An Imam has called on gardaí to investigate religious groups that could be contributing to the radicalisation of members.
Shaykh Dr Umar Al-Qadri, chair of the Irish Muslim Peace & Integration Council, said "questions need to be asked" of religious groups that have a history of radicalised members.
His comments follow reports that two students studying medicine at NUI Galway died fighting for Isil in Syria and Iraq.
The two men, Mustapha al-Hayani and Tariq Mohainuteen, travelled from Galway to Dublin in September 2013 on the way to join Isil, the 'Sunday Times' reported.
Hayani was a graduate of the NUIG medical programme, while Mohainuteen was a visiting Malaysian student.
It is believed the men became radicalised while living in Galway.

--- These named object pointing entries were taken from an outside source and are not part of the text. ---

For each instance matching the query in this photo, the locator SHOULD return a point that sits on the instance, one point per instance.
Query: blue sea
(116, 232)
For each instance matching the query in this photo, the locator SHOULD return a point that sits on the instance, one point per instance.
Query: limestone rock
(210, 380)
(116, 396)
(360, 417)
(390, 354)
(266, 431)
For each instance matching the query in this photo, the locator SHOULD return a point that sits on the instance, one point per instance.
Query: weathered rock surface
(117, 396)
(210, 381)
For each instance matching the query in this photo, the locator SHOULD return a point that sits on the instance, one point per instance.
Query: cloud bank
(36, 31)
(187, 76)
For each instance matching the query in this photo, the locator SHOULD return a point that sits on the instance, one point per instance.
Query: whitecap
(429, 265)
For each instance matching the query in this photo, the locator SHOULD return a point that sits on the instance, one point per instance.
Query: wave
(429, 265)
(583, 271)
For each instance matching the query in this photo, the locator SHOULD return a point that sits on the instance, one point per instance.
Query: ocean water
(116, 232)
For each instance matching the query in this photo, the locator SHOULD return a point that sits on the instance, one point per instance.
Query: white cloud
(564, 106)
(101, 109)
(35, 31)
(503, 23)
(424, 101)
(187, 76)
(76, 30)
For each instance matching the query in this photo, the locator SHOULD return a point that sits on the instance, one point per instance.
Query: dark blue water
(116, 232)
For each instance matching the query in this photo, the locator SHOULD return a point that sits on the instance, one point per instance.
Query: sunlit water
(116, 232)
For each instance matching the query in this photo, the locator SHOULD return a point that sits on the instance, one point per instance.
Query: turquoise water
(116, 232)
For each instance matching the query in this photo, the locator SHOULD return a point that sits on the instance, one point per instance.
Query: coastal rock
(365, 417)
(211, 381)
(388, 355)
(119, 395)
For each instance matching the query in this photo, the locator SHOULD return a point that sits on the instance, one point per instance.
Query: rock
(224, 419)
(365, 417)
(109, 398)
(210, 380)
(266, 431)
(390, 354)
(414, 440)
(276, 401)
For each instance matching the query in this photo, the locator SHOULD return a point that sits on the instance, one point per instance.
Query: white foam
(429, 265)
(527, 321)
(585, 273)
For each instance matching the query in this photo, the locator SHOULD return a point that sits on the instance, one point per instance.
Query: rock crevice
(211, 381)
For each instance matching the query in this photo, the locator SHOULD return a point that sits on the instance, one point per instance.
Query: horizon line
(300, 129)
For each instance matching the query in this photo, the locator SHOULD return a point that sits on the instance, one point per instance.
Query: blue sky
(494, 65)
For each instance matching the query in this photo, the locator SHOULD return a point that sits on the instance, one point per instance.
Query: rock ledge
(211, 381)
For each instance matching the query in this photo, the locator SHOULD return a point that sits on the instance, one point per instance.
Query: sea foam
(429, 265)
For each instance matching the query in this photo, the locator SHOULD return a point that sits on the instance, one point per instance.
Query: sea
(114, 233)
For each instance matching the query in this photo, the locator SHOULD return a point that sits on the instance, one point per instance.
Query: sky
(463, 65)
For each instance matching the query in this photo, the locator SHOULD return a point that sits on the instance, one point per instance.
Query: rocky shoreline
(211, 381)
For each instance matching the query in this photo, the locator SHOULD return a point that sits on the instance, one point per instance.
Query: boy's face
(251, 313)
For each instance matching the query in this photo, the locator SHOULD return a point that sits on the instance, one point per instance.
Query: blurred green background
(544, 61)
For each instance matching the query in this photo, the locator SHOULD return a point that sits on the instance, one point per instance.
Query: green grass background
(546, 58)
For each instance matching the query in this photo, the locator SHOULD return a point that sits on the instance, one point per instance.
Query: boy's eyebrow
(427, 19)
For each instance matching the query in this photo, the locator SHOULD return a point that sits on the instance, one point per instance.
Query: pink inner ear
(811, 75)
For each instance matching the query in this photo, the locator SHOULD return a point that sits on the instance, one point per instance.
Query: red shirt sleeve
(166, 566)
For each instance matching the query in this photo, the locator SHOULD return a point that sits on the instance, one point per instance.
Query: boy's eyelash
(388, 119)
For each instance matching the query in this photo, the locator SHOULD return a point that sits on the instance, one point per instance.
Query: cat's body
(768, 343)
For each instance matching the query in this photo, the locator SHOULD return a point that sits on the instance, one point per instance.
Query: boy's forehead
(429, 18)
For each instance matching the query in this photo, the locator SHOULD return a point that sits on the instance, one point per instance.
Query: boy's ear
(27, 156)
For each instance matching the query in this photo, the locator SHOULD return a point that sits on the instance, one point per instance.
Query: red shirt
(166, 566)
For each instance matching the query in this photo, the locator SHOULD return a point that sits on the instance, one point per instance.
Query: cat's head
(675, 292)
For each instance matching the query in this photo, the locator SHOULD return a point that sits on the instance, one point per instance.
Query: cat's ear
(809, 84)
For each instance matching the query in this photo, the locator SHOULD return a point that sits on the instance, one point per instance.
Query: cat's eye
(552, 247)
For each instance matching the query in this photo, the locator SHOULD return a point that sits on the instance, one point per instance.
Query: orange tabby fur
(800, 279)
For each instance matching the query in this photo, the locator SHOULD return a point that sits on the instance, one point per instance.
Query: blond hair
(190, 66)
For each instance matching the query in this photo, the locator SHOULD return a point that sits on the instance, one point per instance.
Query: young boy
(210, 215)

Mohainuteen travelled to Turkey before moving into Syria, where he died during a battle against Al-Nusra.
Hayani, who flew directly to Iraq, was also killed in fighting, but the date and location of his death is unknown.
Shaykh Dr Umar Al-Qadri said gardaí need to look into what groups and communities the two men were involved with before they left.

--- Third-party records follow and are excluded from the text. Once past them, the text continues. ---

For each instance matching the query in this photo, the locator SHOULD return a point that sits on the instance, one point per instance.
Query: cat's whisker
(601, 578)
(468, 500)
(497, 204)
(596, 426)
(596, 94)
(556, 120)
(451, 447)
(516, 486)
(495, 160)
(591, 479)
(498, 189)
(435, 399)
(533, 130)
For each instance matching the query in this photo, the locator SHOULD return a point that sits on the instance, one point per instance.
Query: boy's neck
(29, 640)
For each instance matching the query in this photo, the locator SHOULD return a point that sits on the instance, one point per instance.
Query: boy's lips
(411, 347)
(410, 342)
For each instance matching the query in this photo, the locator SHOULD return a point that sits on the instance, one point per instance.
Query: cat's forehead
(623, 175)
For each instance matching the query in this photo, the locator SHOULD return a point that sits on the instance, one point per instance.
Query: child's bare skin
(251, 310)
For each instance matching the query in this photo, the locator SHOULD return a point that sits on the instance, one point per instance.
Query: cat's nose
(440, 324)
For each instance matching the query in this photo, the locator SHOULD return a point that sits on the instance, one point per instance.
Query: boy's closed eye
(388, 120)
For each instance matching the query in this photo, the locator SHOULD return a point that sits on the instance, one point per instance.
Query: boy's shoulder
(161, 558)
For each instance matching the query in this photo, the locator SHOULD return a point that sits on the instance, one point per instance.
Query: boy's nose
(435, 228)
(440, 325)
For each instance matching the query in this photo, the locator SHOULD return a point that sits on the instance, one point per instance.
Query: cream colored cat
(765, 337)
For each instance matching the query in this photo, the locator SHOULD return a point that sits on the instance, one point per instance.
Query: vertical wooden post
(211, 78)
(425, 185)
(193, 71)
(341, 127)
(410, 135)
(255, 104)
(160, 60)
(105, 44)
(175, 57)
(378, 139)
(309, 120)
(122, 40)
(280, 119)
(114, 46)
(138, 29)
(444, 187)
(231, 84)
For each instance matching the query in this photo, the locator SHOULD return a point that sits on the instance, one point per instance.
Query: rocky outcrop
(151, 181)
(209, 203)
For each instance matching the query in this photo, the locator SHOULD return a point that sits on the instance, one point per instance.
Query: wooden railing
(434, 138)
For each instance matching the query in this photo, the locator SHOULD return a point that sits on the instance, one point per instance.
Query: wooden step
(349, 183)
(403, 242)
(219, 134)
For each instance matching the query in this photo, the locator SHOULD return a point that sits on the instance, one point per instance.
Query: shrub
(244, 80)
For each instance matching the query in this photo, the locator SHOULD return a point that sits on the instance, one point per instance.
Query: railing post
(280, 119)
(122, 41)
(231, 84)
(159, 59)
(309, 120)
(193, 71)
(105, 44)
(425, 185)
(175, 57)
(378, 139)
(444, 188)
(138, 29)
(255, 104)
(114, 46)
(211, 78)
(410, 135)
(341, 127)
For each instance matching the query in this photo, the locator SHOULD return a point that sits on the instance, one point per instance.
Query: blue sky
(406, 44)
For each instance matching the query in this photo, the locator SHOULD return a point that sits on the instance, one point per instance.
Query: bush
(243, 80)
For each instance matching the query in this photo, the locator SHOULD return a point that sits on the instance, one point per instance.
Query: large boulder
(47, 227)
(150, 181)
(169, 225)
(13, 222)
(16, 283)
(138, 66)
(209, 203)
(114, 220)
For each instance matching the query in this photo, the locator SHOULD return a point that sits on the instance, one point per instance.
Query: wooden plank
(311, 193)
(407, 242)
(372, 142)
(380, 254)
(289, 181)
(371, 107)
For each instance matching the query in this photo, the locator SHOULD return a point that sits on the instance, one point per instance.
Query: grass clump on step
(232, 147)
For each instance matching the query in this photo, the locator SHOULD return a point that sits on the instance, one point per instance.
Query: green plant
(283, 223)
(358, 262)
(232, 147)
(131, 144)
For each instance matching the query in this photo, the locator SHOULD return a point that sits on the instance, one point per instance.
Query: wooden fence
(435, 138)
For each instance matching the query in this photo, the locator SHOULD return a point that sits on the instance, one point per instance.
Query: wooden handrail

"To what extent was their involvement? Were they official position holders? And if not, were they active members?
"These are some of the important questions that need to be investigated by gardaí," he told the Irish Independent.
"If somebody from my congregation had left for Isil, I would then be really worried and concerned that somebody really active in my community and congregation has left.
"It basically means I have failed in my duty and that someone who was very vulnerable and in my community has been radicalised, and that's my failure as [a matter of] leadership."